Activating conda environment: ../../../../../../../../../../conda-envs/6e3a7dc7152f45301056861193dd3db5
INFO:    gocryptfs not found, will not be able to use gocryptfs
INFO:    gocryptfs not found, will not be able to use gocryptfs
[E::hts_open_format] Failed to open file "Preflight/bam/workflow/input/CAM046072.bam" : No such file or directory
Traceback (most recent call last):
  File "/rds/project/cj107/rds-cj107-jiggins-rds/projects/mgm49/helicoverpa/09.snakemake.batch1.haplo.parse.barcodes/harpy-dev/test6/.snakemake/scripts/tmphf2y_37n.checkBAM.py", line 18, in <module>
    alnfile = pysam.AlignmentFile(bam_in)
  File "pysam/libcalignmentfile.pyx", line 751, in pysam.libcalignmentfile.AlignmentFile.__cinit__
  File "pysam/libcalignmentfile.pyx", line 950, in pysam.libcalignmentfile.AlignmentFile._open
FileNotFoundError: [Errno 2] could not open alignment file `Preflight/bam/workflow/input/CAM046072.bam`: No such file or directory
[E::hts_open_format] Failed to open file "Preflight/bam/workflow/input/CAM046075.bam" : No such file or directory
Traceback (most recent call last):
  File "/rds/project/cj107/rds-cj107-jiggins-rds/projects/mgm49/helicoverpa/09.snakemake.batch1.haplo.parse.barcodes/harpy-dev/test6/.snakemake/scripts/tmppm_q3nih.checkBAM.py", line 18, in <module>
    alnfile = pysam.AlignmentFile(bam_in)

....

RuleException:
CalledProcessError in file /rds/project/cj107/rds-cj107-jiggins-rds/projects/mgm49/helicoverpa/09.snakemake.batch1.haplo.parse.barcodes/harpy-dev/test6/Preflight/bam/workflow/preflight-bam.smk, line 67:
Command ' singularity  exec --home '/rds/project/cj107/rds-cj107-jiggins-rds/projects/mgm49/helicoverpa/09.snakemake.batch1.haplo.parse.barcodes/harpy-dev/test6'  --bind '/home/mgm49/rds/hpc-work/home/miniconda3/envs/harpydevsing/lib/python3.12/site-packages':'/mnt/snakemake_searchpaths/item_0'  --bind '/rds/project/cj107/rds-cj107-jiggins-rds/projects/mgm49/helicoverpa/09.snakemake.batch1.haplo.parse.barcodes/harpy-dev/test6/Preflight/bam/workflow':'/mnt/snakemake_searchpaths/item_1'  --bind '/rds/user/mgm49/hpc-work/home/miniconda3/envs/harpydevsing/bin':'/mnt/snakemake_searchpaths/item_2'  --bind '/home/mgm49/rds/hpc-work/home/miniconda3/envs/harpydevsing/lib/python3.12':'/mnt/snakemake_searchpaths/item_3'  --bind '/home/mgm49/rds/hpc-work/home/miniconda3/envs/harpydevsing/lib/python3.12/lib-dynload':'/mnt/snakemake_searchpaths/item_4'  --bind '/home/mgm49/rds/hpc-work/home/miniconda3/envs/harpydevsing/lib/python3.12/site-packages':'/mnt/snakemake_searchpaths/item_5' /rds/project/cj107/rds-cj107-jiggins-rds/projects/mgm49/helicoverpa/09.snakemake.batch1.haplo.parse.barcodes/harpy-dev/test6/.snakemake/singularity/3f319597cd9434b974447523f685fc31.simg bash -c 'source /opt/conda/bin/activate '\''/conda-envs/6e3a7dc7152f45301056861193dd3db5'\''; set -euo pipefail;  python /rds/project/cj107/rds-cj107-jiggins-rds/projects/mgm49/helicoverpa/09.snakemake.batch1.haplo.parse.barcodes/harpy-dev/test6/.snakemake/scripts/tmphf2y_37n.checkBAM.py'' returned non-zero exit status 1.

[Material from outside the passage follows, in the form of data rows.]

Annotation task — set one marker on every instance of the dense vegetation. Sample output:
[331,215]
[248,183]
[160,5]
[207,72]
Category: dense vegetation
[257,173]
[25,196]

it says "Preflight/bam/workflow/input/CAM046072.bam" doesnt exist but it definitely does! and this same set of files was working before with the normal dev version

thanks

pdimens commented 4 months ago

You don't need to add a conda frontend as the container approach doesn't use your system's conda. Try it without the --snakemake option

gmkov commented 4 months ago

tried with harpy preflight bam --threads 20 bams/ & but same issues

INFO:    gocryptfs not found, will not be able to use gocryptfs
[E::hts_open_format] Failed to open file "Preflight/bam/workflow/input/CAM046072.bam" : No such file or directory
Traceback (most recent call last):
  File "/rds/project/cj107/rds-cj107-jiggins-rds/projects/mgm49/helicoverpa/09.snakemake.batch1.haplo.parse.barcodes/harpy-dev/test6/.snakemake/scripts/tmpow__6yif.checkBAM.py", line 18, in <module>
[E::hts_open_format] Failed to open file "Preflight/bam/workflow/input/CAM046070.bam" : No such file or directory
pdimens commented 4 months ago

What the actual heck is going on here; your system never ceases to impress me.

I'm kind of out of ideas. The only thing I can think of is whether your bams folder is made up of symlinks? Maybe symlinks nested too deep don't jive with container things? I'm very new to containers and still learning about quirks. Also, are these alignments produced by Harpy or elsewhere?

In the event you're using symlinks, I've made an adjustment to dev that resolves absolute paths when making symlinks into workdir/input so that even if symlinks are provided as input, the symlinks in workflow/input (across all modules) will resolve to the absolute path of the original file, whether it was the file itself or a symlink to another file.

pdimens commented 3 months ago

@gmkov FWIW, if you're still having issues, there's a new release of harpy that incorporates the conainterization of things (or not, you can toggle it with --conda) and might fix the issue(s) you were having.

pdimens commented 1 month ago

@gmkov there's been a lot of internal work and several releases since we last tried to troubleshoot this. I welcome continuing this discussion and troubleshooting if/when you have the bandwidth for it :)